Uno de los aspectos más llamativos del modelo es su estructura de tarifas. A diferencia de las comisiones porcentuales habituales en el mercado inmobiliario estadounidense, Homa ofrece una tarifa plana considerablemente menor, lo que permite a los compradores ahorrar miles de dólares en el proceso de adquisición de una vivienda. Esta diferencia resulta especialmente relevante para compradores primerizos, un segmento cada vez más presionado por el alza de precios y las condiciones de financiamiento.

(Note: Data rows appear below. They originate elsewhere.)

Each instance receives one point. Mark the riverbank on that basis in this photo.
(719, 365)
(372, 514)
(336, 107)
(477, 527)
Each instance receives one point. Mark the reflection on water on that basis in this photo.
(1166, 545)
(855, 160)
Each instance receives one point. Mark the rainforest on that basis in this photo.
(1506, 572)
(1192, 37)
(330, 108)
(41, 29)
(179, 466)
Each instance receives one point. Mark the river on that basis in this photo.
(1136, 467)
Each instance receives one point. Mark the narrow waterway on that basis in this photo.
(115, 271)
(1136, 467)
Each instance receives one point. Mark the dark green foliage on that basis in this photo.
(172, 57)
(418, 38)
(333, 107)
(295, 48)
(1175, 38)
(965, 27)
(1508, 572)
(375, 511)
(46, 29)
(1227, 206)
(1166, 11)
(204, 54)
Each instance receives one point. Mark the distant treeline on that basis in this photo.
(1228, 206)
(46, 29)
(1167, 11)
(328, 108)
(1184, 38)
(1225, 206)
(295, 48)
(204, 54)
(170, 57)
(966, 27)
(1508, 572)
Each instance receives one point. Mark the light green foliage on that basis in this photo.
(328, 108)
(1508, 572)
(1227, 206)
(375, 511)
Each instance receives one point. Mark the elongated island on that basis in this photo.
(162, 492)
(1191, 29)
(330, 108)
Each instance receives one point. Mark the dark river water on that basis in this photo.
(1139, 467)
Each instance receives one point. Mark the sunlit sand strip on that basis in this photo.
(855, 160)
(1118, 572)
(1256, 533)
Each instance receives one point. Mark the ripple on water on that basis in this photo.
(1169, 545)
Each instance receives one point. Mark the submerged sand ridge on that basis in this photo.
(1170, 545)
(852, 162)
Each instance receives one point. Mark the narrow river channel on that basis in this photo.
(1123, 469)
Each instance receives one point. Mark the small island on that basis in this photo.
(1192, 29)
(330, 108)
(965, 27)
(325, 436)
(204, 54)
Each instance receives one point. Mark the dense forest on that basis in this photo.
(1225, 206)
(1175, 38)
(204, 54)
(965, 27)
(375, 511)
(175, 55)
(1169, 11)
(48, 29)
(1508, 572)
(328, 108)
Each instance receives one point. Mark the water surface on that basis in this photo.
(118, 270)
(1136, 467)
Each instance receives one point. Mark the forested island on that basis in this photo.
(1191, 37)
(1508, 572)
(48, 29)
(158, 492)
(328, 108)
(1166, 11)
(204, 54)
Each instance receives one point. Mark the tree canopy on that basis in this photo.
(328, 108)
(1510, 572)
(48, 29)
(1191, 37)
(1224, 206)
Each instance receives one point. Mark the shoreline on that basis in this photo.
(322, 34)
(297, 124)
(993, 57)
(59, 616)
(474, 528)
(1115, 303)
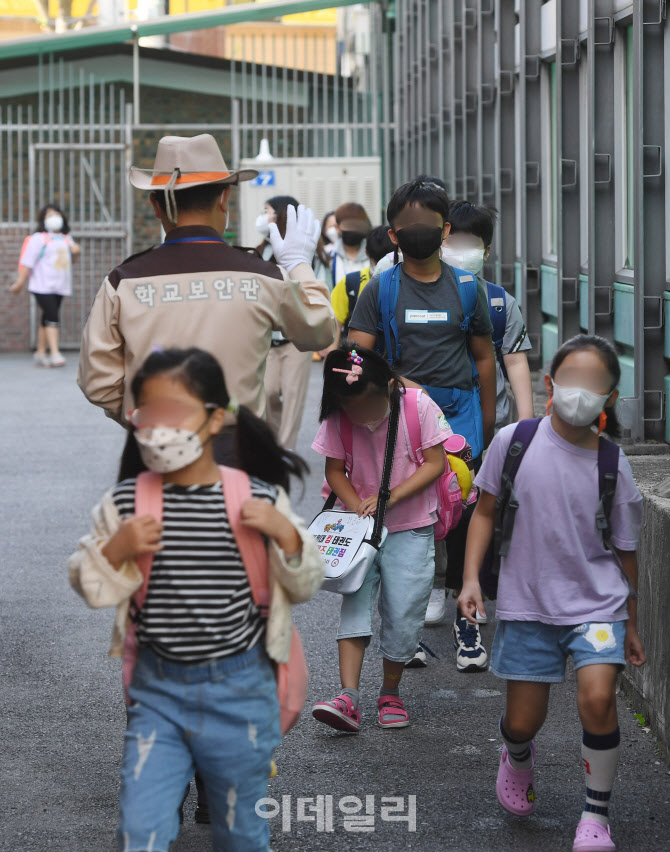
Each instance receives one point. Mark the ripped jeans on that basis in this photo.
(221, 718)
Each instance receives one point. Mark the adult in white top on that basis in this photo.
(46, 261)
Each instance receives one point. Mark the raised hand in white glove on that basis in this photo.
(302, 236)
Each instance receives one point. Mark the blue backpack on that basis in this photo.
(387, 300)
(497, 299)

La empresa cerró recientemente sus primeras operaciones inmobiliarias utilizando este esquema en el estado de Florida, demostrando que el modelo no solo funciona en teoría, sino también en escenarios reales de mercado. La experiencia llevó a Homa a ajustar su enfoque inicial: aunque la automatización total era una posibilidad, la compañía optó por un modelo híbrido en el que la IA se encarga del análisis y la eficiencia, mientras que los agentes humanos aportan criterio, contexto local y acompañamiento en momentos clave.
Este enfoque refleja una tendencia más amplia dentro del ecosistema proptech. La inteligencia artificial empieza a redistribuir el equilibrio de poder en el mercado inmobiliario, otorgando al comprador acceso directo a información que antes estaba fragmentada o mediada por intereses comerciales. La toma de decisiones se vuelve más racional, basada en datos y menos condicionada por presiones externas.
Homa planea expandir este modelo a otros estados como Texas y California durante el próximo año, en un intento por escalar una propuesta que podría marcar un punto de inflexión en la industria. Si la adopción continúa creciendo, el caso de Homa podría convertirse en un referente sobre cómo la inteligencia artificial no solo mejora procesos, sino que redefine las reglas de uno de los mercados más conservadores de la economía.